PHP-Curve JCCPBased on the distribution of z-scores in the range between 2 and 4, the average power for significant results in this range is estimated to be 68% with a homogeneous model, which is currently being used for the replicability ranking.  The average power assuming heterogeneity is 58%.  This estimate suggests that only half of the published results with z-scores in this range yield significant results in an exact replication study with the same sample size and power (results with z > 4 are expected to replicate with nearly 100%).

The same method was used to estimate power for individual years.

PHP-Trend JCCP

The results show a flat time trend.  Due to the relatively small number of observations in a year, annual estimates vary considerably, but the average estimate in 2015 is close to the historic average of JCCP.  A replicability score of 65% in 2015 places JCCP in the top-third of psychology journals. In the OSF-Reproducibilty Project, the actual rate of successful replicaitons is likely to be about 20% lower than the statistically predicted power.

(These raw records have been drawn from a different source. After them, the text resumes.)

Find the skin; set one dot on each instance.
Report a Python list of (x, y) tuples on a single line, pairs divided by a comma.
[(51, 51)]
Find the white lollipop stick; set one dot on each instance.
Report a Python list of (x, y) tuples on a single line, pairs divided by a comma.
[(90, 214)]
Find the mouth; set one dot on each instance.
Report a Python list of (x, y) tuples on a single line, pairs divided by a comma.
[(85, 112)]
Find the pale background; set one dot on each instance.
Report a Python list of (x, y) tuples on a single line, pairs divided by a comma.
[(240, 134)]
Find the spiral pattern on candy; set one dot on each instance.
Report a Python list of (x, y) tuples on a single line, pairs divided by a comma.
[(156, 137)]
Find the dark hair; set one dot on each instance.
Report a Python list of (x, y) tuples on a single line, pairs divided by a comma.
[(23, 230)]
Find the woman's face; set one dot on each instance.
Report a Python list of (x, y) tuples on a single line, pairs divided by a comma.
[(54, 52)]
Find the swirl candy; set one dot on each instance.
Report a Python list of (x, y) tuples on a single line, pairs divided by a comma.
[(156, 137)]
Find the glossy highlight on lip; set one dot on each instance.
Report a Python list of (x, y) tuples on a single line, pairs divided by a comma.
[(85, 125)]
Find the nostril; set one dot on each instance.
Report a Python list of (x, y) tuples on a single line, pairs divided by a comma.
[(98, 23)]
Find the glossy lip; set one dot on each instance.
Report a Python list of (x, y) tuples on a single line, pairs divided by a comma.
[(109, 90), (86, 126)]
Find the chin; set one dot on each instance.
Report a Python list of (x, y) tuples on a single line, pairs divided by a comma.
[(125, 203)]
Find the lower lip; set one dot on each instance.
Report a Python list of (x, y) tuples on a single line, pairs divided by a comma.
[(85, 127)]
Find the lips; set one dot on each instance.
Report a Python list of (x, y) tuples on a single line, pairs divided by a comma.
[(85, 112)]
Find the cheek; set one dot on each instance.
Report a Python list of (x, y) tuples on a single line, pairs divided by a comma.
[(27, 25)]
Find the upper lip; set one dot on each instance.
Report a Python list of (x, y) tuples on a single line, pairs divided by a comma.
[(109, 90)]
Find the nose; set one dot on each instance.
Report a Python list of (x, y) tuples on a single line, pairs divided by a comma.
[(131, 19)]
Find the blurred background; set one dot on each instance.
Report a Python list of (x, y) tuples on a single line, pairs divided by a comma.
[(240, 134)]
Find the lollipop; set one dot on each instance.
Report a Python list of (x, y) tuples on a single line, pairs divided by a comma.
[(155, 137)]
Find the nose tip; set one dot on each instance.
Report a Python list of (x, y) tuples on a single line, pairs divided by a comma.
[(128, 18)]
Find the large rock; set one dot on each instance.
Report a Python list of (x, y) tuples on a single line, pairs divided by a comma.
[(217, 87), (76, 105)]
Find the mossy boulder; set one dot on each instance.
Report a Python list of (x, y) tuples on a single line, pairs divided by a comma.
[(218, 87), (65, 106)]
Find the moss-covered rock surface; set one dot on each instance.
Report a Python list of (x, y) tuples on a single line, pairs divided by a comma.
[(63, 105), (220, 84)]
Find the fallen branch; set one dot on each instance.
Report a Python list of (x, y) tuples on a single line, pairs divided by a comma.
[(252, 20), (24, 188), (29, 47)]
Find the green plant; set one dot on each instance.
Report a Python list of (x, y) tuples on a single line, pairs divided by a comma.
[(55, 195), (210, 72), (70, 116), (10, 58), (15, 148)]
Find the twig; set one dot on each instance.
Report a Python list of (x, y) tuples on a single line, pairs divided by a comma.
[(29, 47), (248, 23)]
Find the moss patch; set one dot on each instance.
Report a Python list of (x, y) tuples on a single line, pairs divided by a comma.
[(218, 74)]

Thus, about 1/3 of the published results are expected to produce significant results in studies that aim to reproduce the original studies.

Replicability-Report for SOCIAL COGNITION

SOCIAL COGNITION is published by Guilford Press.

SCImago rankings of all psychology journals ranked SOCIAL COGNITION #178 with an SJR-Impact-Factor of 1.2 in 2014.

At present, the replicability-report is based on articles published from 1995 to 2015.  During this time, SOCIAL COGNITION published 550 articles.  The Replicability-Report is based on 450 articles that reported one or more t or F-test in the text (results reported in Figures or Tables are not included).  The test-statistic was converted into z-scores to estimate post-hoc-power.  The analysis is based on 5,331 z-scores in the range from 2 (just above the 1.96 criterion value for p < .05 (two-tailed) to 4.

PHP-Curve SocialCognition

Based on the distribution of z-scores in the range between 2 and 4, the average power for significant results in this range is estimated to be 55% with a homogeneous model, which is currently being used for the replicability ranking.  The average power assuming heterogeneity is 46%.  This estimate suggests that only half of the published results with z-scores in this range yield significant results in an exact replication study with the same sample size and power (results with z > 4 are expected to replicate with nearly 100%).

The same method was used to estimate power for individual years.

PHP-Trend SocialCognition

The results show a decreasing trend and the estimate for the current year is only 35%. This estimate could still increase as more articles from 2015 are being published.  However, the replicability score for SOCIAL COGNITION is low and raises concerns about the replicability of results published in this journal.   The same method produced a replicability score of 32% for social psychology results in the OSF-Reproducibilty Project. The actual rate of successful replications, including z-scores greater than 4, was 8% when sample size was held constant.   Thus, the replicability score of 35% for articles published in 2015 in SOCIAL COGNITION suggests that few of the theoretically important results published in SOCIAL COGNITION would replicate in an actual replication study.